Select: Neighbors of Selected aa..: Select groups that are within 4.0 A of the picked atom. Click OK and press <return>. Click the labl heading in the Control Panel to label all displayed residues, and click the side heading to add side chaines . Next to RET977 at the bottom of the Control Panel, add a checkmark to the column headed by four dots and a small v (van der Waals surface column). You should now have a dramatic display of the retinal-binding pocket of bovine rhodopsin. Note that LYS296 forms a covalent imide link, with retinal, the result of addition of the LYS296 amino group to the aldehyde group of retinal. Now the exquisite fit of the retinal among other residues, with most hydrophobic side chains snuggling up to the hydrophobic retinal molecule.
Now let's see whether our model of peropsin allows such a pocket, and provides an appropriately placed lysine residue for covalent bonding. Select: Extend to other layers. This selects the residues in model peropsin that are aligned with the displayed residues of af88A. Blink to the peropsin layer, press<return> to display the selected residues, shift-click any checkmark in the ribn column to remove the ribbon display, and click the labl heading to label all displayed residues. Now blink between the layers, looking for similarities and differences. You should see that LYS284 of peropsin is perfectly placed to link to retinal, that no pocket residues of peropsin intrude upon the retinal, and that many of the pocket residues are identical to those in bovine rhodopsin. It appears that peropsin could accomodate a retinal molecule, and could attach it by an imide link as well. Finally, Color:Layer to give the the target and template different colors, and then make both layers visible (in Layer Infos window, click to put check marks in the vis colum for both. With the models superimposed, you can readily see that the target model has a nicely formed retinal pocket.

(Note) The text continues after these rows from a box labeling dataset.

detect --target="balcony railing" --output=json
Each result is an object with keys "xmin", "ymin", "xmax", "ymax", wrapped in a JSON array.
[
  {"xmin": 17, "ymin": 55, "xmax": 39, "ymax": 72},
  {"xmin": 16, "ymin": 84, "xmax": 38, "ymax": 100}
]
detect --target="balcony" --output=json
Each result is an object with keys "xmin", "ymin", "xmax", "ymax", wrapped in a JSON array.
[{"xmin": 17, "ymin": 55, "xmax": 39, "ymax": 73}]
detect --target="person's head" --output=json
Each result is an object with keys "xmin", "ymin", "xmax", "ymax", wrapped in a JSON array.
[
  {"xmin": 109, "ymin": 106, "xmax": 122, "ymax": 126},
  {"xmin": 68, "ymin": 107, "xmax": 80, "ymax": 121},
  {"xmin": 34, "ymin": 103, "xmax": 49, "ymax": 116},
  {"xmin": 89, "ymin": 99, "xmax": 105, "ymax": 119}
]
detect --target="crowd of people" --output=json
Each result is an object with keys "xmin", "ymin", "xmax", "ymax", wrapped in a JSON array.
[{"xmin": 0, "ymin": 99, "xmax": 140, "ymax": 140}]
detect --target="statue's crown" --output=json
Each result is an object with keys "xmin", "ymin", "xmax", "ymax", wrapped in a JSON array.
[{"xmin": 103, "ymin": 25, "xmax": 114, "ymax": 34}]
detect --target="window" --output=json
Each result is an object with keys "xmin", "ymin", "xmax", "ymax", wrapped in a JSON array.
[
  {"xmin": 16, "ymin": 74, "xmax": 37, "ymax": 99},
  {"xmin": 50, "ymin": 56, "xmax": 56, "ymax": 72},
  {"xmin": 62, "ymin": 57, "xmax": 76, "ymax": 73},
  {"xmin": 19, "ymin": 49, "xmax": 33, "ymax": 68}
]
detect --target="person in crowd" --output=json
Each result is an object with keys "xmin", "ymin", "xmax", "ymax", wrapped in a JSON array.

So. Does peropsin carry retinal in the human eye? I don't know. This homology model certainly suggests that retinal binding is feasible. Proving that peropsin is a retinal carrier in the eye requires more than just building models. It requires purifying peropsin from retinal tissue, followed by chemical analysis to detect retinal. Finding out if the binding is just like what we are seeing in the model would require determining the structure of the peropsin-retinal complex by X-ray crystallography or NMR. Or a researcher could use the model we've made to select residues to change (by site-directed mutagenesis) and see if the changes affect binding. Modeling only begins the quest to determine what peropsin actually does. To fully understand peropsin will require a conversation between theory (which includes model building) and experiment (chemical analysis, spectroscopy, structure determination, monitoring peropsin gene expression). This powerful dialog is the engine that propels science, and our growing understanding of nature.